Наконец, на третьем этапе принятия я получаю то понимание, за которым пришёл: у моей картины мира нет эпистемологического приоритета над его, и наоборот. То есть не существует такого общего для нас с ним способа определить, кто из нас заблуждается. Над нашими дискурсивными пространствами нет и не может быть судьи, который определит, чьё отношение к «Окну Овертона» нужно признать верным. (Это невозможно почувствовать из своего информационного пузыря.)

Ясно, что ставка в данном случае не само «Окно Овертона» и вообще не некая истина, а защищаемая с его помощью ксенофобия: этим постом мой собеседник хотел доказать правоту своей гомофобии, расизма и национализма. Классический лево-либеральный ответ на это опирается на представление об универсальной рациональности, с позиции которой можно показать ложность таких взглядов. Поскольку ссылка на рациональность не убеждает собеседника (ведь он как раз рассуждает рационально!), он объявляется нерациональным существом и разговор на этом заканчивается. Так леволиберальный подход заходит в тупик.

Ричард Рорти в споре с Хабермасом утверждал, что нам нужно отказаться от поиска политически нейтральных оснований либерально-демократических взглядов и институтов и перестать делать вид, будто они основаны на некой универсальной трансисторической рациональности. Вместо этого нужно признать разные системы убеждений и отыскать common ground, на которой мы могли бы достичь прагматического согласия между ними.
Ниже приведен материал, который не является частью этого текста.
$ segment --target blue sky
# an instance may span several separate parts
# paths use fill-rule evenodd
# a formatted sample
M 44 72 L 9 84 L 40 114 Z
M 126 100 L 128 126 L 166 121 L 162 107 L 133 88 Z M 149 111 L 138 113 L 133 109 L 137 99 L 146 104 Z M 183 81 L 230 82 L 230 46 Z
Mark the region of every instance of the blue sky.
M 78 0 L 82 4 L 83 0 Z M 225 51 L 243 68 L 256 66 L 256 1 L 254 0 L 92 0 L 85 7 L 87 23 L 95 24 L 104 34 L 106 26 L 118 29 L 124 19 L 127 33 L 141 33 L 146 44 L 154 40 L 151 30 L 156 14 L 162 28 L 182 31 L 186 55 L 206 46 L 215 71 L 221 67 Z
Однако Шанталь Муфф подловила Рорти на том, что он всё же держит в уме универсальное представление о социальном прогрессе, которое выделяет одну из сторон (носителя либерально-демократических ценностей) и позволяет рассчитывать на достижение консенсуса вокруг него в ходе экономического прогресса и просвещения. То есть это опять про бедных и глупых, которых должны образумить богатые и умные. Meh.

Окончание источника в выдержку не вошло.